Robert McNamara, the architect of the failed Vietnam War, died earlier this week. He was a major force on the American political scene throughout the 1960s. Then, he re-emerged in 2004, when Errol Morris released The Fog of War, an Oscar-winning documentary that features McNamara looking back on his career and highlighting the lessons learned from the Vietnam experience. You can watch the film above. (Admittedly the film quality is not the best.) Or you can buy it here.
In the meantime, a quick factoid: After McNamara left the Johnson administration under a fair amount of disgrace, he was appointed to lead The World Bank. Fast forward to 2005, and we have Paul Wolfowitz, a key architect of the Iraq War, leaving the Dept. of Defense also under disgrace and getting to lead The World Bank. Now we know where our next military bungler will go and save some face…
An excerpt from John Ralston Sauls “Voltaire’s Bastards” which McNamara definitely was:
“Robert McNamara is, John Ralston Saul says, a man of honour. His career has been founded upon the belief that “the application of reason, logic and efficiency will necessarily produce good.” In McNamara’s own mind he is probably a modern Richelieu or Bismarck, in Saul’s he is a kind of diplomatic Norman Wisdom, a well-meaning fool whose actions “have resulted in uncontrollable disasters from which the West has not recovered.”
McNamara started the arms race, precipitated the failure of Vietnam and created the Third World debt crisis.
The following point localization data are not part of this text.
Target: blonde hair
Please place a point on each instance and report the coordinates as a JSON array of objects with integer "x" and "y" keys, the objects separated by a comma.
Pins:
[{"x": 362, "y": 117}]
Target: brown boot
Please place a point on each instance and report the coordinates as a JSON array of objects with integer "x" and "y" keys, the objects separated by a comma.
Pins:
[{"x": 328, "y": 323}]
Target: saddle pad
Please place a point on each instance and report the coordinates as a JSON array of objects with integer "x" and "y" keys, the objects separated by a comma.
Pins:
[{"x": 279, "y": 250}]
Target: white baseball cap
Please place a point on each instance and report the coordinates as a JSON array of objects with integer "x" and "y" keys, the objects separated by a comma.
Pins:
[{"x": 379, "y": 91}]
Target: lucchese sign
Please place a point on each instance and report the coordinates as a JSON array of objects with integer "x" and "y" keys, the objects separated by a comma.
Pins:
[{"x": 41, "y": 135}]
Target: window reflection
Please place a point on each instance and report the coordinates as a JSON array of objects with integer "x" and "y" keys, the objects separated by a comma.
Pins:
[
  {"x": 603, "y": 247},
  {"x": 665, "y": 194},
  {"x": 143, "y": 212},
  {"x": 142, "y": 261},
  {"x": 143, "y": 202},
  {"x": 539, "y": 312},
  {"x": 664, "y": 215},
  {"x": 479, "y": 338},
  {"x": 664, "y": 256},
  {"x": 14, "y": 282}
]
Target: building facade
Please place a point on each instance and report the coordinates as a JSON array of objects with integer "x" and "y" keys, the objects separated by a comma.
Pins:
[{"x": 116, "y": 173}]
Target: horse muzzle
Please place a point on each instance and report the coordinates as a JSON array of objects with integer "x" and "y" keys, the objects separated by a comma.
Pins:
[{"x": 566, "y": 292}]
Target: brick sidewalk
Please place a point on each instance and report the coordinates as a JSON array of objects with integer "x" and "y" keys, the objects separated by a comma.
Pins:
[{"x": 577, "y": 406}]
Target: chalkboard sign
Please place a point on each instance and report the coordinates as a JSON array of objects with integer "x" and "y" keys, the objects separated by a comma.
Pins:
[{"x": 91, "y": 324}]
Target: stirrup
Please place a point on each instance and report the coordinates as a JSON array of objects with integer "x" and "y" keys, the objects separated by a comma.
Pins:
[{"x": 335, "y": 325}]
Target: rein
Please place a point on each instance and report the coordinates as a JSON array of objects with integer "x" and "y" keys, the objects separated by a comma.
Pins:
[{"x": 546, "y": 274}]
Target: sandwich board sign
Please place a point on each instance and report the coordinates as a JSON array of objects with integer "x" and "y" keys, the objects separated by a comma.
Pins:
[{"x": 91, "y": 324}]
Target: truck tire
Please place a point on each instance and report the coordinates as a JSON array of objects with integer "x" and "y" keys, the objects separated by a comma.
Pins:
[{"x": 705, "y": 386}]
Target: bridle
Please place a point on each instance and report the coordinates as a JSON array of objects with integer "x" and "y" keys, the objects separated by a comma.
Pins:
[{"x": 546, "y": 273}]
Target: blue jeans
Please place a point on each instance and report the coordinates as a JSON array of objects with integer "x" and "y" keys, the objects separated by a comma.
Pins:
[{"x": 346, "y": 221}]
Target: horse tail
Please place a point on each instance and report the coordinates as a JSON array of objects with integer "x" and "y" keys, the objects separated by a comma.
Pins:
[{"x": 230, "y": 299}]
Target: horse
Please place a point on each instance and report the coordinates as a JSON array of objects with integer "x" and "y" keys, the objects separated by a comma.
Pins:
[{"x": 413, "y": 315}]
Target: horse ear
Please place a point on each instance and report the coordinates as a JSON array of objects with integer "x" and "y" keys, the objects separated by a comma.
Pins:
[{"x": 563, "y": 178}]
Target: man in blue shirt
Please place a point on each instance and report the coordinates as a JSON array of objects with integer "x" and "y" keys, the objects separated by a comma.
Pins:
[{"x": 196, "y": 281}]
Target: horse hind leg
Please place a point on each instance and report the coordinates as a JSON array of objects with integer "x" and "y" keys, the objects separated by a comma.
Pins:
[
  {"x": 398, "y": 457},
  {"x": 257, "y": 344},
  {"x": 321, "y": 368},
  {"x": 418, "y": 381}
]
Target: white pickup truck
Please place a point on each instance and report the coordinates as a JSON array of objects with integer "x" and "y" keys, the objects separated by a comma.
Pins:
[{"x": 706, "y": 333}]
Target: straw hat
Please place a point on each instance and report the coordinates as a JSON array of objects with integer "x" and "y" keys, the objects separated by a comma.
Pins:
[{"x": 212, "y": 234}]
It is a proud record that puts him at the head of Saul’s long list of blunderers who have been dazzled and hypnotised by a conception of rationality that is ineffective and, frequently, lethal.
The reason before which the incompetent rationalist technocrats prostrate themselves is a perversion of the reason of the Enlightenment. What the technocrats mean by reason is the objective application of expertise and analysis to the facts and to the future. Such a definition has certain implications: it excludes values, it simplifies and it creates hermetic sodalities of expertise. Furthermore, this reason is anti-democratic: the voice of the people will clearly get in the way and, from the perspective of the technocrat, will probably be wrong.”
Robert McNamara symbolized America’s deep rooted affinity for fundamentalist reason which I believe, over the years has significantly, shaped its foreign policy. This fundamentalist “reason” is sort of the philosophical dual of fundamentalist religion and McNamara was its Osama. We’re talking about the Bay of Pigs, The Cuban Missile Crisis and eventually Vietnam. Instead of criticizing the man — Id rather take a dig at his legacy — this “slick” image of “wont take no for an answer” American is what needs to be challenged and thankfully is. I have nothing personal against the US, I just wish it acted lesser than a “Defender of the Free World” back in the day. A strong contemporary critic of McNamara is Jon Ralston Saul and I encourage anyone guilty of the “holier than thou” image that American often portrayed, read.
-Varun
Wolfowitz left the Department of Defense “under disgrace”? Well, if you consider deposing one of world’s most brutal and oppressive tyrants a failure, then I suppose yes. But for those of us who value liberty and a just form of government, I don’t think so.